Une quinzaine d’organes de presse, dont l’Agence France-Presse, ont uni leurs forces mercredi pour lutter contre la désinformation en amont de l’élection présidentielle de février au Nigeria au moment où les principaux partis politiques s’accusent mutuellement de fausse information.
Le projet CrossCheck Nigeria, en collaboration avec le Centre international du journalisme d’enquête (ICIR) d’Abuja et First Draft, une ONG britannique qui vise à lutter contre la désinformation dans le monde entier, ambitionne de faire travailler ensemble des médias habituellement concurrents pour enquêter et réfuter l’afflux de fausses informations sur les réseaux sociaux.
Alertés par le grand public, qui peut directement demander aux journalistes de se pencher sur telle ou telle information, grâce à un numéro Whatsapp ou sur le site internet du groupe, les médias publieront les résultats de leurs recherches. Le Nigeria, pays le plus peuplé d’Afrique avec plus de 180 millions d’habitants, se rendra aux urnes en février prochain pour élire son président, ses députés et gouverneurs (le Nigeria est un pays fédéral).
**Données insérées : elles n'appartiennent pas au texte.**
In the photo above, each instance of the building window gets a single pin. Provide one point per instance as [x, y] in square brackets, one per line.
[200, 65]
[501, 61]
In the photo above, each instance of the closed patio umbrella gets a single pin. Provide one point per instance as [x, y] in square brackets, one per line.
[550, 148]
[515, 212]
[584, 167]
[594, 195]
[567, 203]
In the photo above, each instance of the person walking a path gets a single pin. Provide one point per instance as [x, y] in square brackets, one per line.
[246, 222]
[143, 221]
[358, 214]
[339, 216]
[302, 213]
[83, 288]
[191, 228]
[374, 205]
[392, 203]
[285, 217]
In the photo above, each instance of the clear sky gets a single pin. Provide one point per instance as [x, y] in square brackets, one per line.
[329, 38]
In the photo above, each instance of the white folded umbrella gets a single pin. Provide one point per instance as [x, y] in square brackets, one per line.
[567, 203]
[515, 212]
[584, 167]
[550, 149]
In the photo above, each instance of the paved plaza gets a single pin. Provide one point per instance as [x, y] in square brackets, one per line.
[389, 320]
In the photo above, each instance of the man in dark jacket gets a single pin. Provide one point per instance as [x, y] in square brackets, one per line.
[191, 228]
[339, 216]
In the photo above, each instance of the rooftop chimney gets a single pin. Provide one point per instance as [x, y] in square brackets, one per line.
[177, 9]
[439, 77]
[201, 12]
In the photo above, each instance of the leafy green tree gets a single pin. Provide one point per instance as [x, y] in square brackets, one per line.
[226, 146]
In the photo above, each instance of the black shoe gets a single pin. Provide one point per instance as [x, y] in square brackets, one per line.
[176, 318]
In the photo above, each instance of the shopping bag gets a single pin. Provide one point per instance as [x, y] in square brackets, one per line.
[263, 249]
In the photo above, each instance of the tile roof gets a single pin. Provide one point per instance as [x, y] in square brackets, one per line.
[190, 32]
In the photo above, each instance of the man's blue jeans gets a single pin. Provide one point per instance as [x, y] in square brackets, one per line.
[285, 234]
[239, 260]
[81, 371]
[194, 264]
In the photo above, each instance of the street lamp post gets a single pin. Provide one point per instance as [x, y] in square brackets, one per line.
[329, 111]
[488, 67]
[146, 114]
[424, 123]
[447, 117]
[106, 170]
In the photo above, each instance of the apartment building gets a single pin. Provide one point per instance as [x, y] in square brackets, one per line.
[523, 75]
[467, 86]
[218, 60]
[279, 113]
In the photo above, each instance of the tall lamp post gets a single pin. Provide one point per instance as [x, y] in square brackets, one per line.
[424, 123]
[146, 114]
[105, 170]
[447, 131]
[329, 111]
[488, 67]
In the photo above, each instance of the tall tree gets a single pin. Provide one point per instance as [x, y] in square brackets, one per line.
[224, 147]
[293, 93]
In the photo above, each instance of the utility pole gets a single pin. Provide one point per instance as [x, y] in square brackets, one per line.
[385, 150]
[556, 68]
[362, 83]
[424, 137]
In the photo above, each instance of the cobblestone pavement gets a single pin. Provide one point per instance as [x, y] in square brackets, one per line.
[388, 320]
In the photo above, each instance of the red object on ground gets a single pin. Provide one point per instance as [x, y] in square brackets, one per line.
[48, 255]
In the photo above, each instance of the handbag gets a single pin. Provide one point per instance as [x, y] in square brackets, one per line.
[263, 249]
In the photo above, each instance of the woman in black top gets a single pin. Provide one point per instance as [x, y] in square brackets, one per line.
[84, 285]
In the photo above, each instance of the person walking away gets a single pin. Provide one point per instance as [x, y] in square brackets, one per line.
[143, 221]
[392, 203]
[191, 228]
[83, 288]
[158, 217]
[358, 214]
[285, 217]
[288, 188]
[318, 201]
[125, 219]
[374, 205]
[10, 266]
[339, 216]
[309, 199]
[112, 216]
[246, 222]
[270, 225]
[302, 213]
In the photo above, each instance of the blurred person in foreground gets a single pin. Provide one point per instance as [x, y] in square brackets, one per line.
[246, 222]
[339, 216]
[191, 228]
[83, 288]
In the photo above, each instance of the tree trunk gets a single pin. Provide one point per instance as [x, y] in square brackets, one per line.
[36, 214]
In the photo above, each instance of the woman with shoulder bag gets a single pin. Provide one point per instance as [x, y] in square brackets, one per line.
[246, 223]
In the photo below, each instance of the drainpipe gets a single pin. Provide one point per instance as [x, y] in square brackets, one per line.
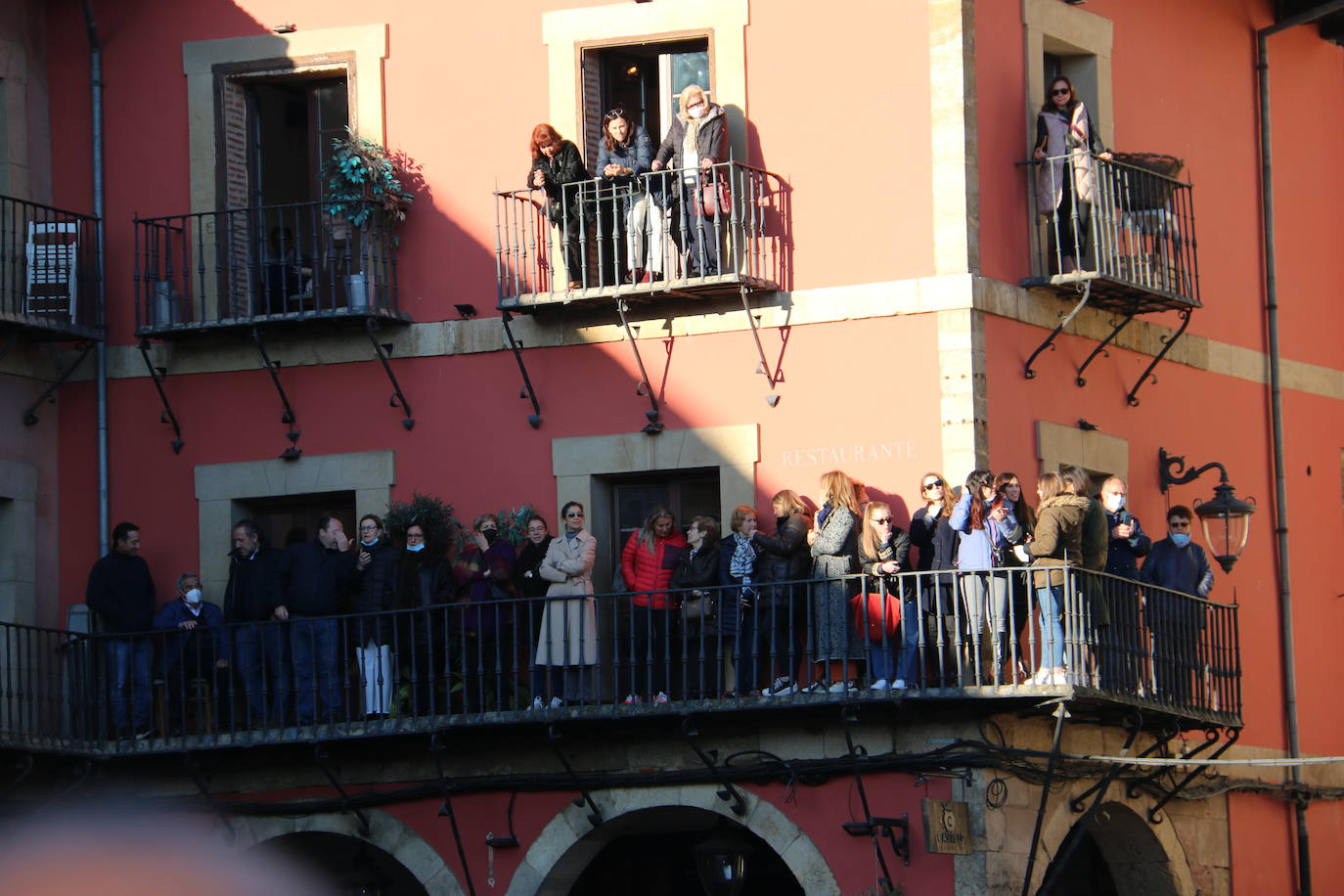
[1285, 591]
[101, 349]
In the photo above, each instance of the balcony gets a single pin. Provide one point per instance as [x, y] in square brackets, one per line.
[269, 265]
[49, 272]
[642, 241]
[1136, 238]
[1171, 657]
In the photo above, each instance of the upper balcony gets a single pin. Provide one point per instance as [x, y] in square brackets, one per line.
[49, 272]
[1125, 227]
[1165, 657]
[268, 265]
[694, 234]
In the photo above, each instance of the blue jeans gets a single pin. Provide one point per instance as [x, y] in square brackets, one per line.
[261, 653]
[129, 662]
[315, 649]
[1052, 628]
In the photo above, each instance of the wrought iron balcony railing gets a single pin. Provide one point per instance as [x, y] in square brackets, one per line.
[49, 272]
[951, 637]
[1127, 229]
[695, 233]
[269, 263]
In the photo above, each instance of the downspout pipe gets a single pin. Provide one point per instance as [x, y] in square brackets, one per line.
[101, 356]
[1285, 590]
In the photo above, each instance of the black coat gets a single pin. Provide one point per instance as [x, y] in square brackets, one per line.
[255, 586]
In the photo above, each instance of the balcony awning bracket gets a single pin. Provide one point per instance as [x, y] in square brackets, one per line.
[728, 792]
[29, 414]
[437, 747]
[1167, 345]
[198, 776]
[322, 758]
[534, 420]
[1154, 813]
[288, 418]
[653, 426]
[1050, 340]
[1100, 348]
[874, 827]
[553, 738]
[384, 353]
[158, 375]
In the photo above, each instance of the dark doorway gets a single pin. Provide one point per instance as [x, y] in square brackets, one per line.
[347, 866]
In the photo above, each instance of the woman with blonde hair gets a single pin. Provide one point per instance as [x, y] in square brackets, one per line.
[833, 539]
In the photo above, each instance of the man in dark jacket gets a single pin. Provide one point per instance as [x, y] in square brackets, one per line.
[194, 649]
[1178, 567]
[320, 571]
[121, 591]
[1121, 643]
[261, 649]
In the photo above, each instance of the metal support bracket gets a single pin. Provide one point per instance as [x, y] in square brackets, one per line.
[288, 418]
[553, 737]
[1167, 345]
[29, 414]
[1100, 349]
[322, 758]
[193, 763]
[1050, 340]
[384, 353]
[1154, 814]
[158, 375]
[653, 426]
[728, 792]
[534, 420]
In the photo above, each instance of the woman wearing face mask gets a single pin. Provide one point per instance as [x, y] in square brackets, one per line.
[1066, 141]
[624, 154]
[377, 565]
[696, 140]
[484, 571]
[558, 168]
[985, 527]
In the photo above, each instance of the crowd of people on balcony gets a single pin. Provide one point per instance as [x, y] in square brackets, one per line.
[829, 602]
[644, 227]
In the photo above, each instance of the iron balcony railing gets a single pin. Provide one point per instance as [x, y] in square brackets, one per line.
[952, 636]
[1127, 229]
[262, 263]
[49, 270]
[694, 230]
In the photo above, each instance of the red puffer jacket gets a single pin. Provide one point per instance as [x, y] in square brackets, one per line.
[650, 572]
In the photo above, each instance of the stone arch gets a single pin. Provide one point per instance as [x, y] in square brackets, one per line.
[568, 834]
[386, 831]
[1133, 848]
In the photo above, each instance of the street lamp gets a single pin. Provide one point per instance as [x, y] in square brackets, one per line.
[1225, 517]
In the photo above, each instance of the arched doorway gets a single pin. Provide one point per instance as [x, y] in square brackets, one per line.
[1116, 855]
[347, 866]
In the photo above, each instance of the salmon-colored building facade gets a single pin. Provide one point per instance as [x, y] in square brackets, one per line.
[887, 289]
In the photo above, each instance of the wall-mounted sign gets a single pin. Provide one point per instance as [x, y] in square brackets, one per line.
[946, 827]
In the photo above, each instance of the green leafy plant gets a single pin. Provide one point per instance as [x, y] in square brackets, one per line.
[365, 179]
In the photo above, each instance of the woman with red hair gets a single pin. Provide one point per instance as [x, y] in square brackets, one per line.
[558, 168]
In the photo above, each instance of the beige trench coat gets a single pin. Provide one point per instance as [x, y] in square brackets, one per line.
[568, 625]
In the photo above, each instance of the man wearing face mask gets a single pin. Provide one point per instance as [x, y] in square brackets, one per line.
[1179, 564]
[195, 651]
[484, 572]
[1122, 643]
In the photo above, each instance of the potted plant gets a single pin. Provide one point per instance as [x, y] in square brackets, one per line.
[365, 195]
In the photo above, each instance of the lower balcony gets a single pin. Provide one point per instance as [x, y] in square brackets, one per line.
[49, 272]
[268, 265]
[694, 234]
[976, 643]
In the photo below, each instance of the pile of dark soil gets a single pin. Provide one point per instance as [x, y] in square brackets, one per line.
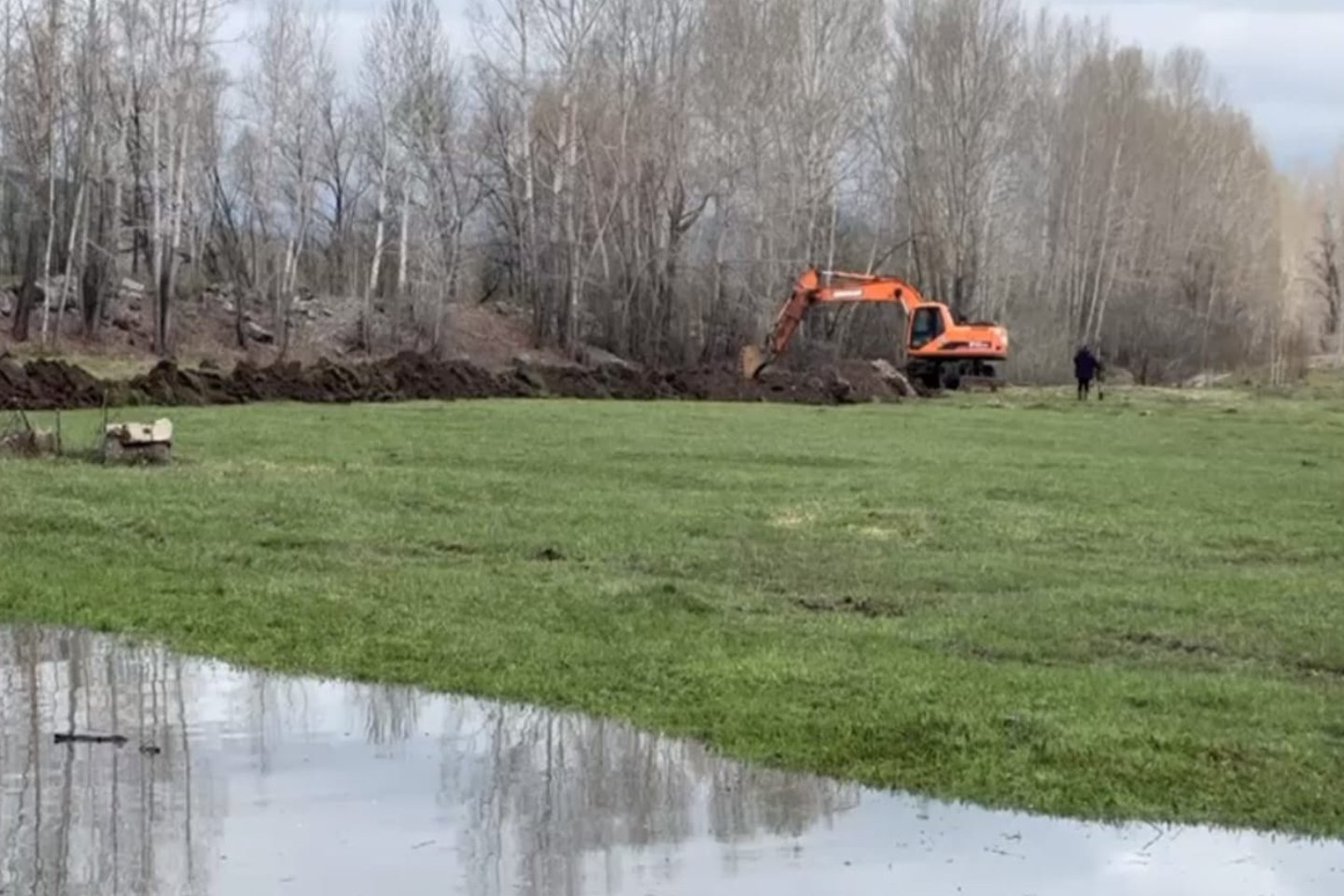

Le chef de l’Etat Muhammadu Buhari, 75 ans, est candidat à sa propre succession et affrontera le richissime homme d’affaires et ancien vice-président Atiku Abubakar, 72 ans.La campagne entre ces vétérans de la politique nigériane devrait être féroce et les résultats serrés. L’état de sécurité très dégradé dans plusieurs régions inquiètent les observateurs, qui craignent de nombreuses violences en amont et lors des scrutins. Si le dernier scrutin de 2015 avait été relativement calme, les élections au Nigeria sont souvent sanglantes et font des centaines de morts. Dans ce pays où l’immense majorité de la population vit dans la grande pauvreté et où le niveau d’alphabétisation est très faible (59%), les fausses informations, souvent créées à dessein politique, se propagent comme une trainée de poudre sur les 140 millions de téléphones portables que compte le pays, selon les chiffres de la Nigerian Communications Commission de 2017.
Le pays est divisé entre un nord musulman et un sud chrétien, ainsi qu’en une multitude de groupes communautaires aux intérêts souvent divergents, ce qui amplifie le risque de propagation de rumeurs ou de fausses nouvelles. Un projet similaire a été mené en France et au Brésil, avant leur élection présidentielle.
Pour le directeur exécutif d’ICIR, Dayo Aiyetan, Facebook, Twitter et WhatsApp sont devenus «des moyens pour les politiciens de répandre des informations erronées, des rumeurs et des mensonges». «Les médias ont la responsabilité de vérifier les informations diffusées sur les réseaux sociaux pour s’assurer de leur véracité», ajoute-t-il.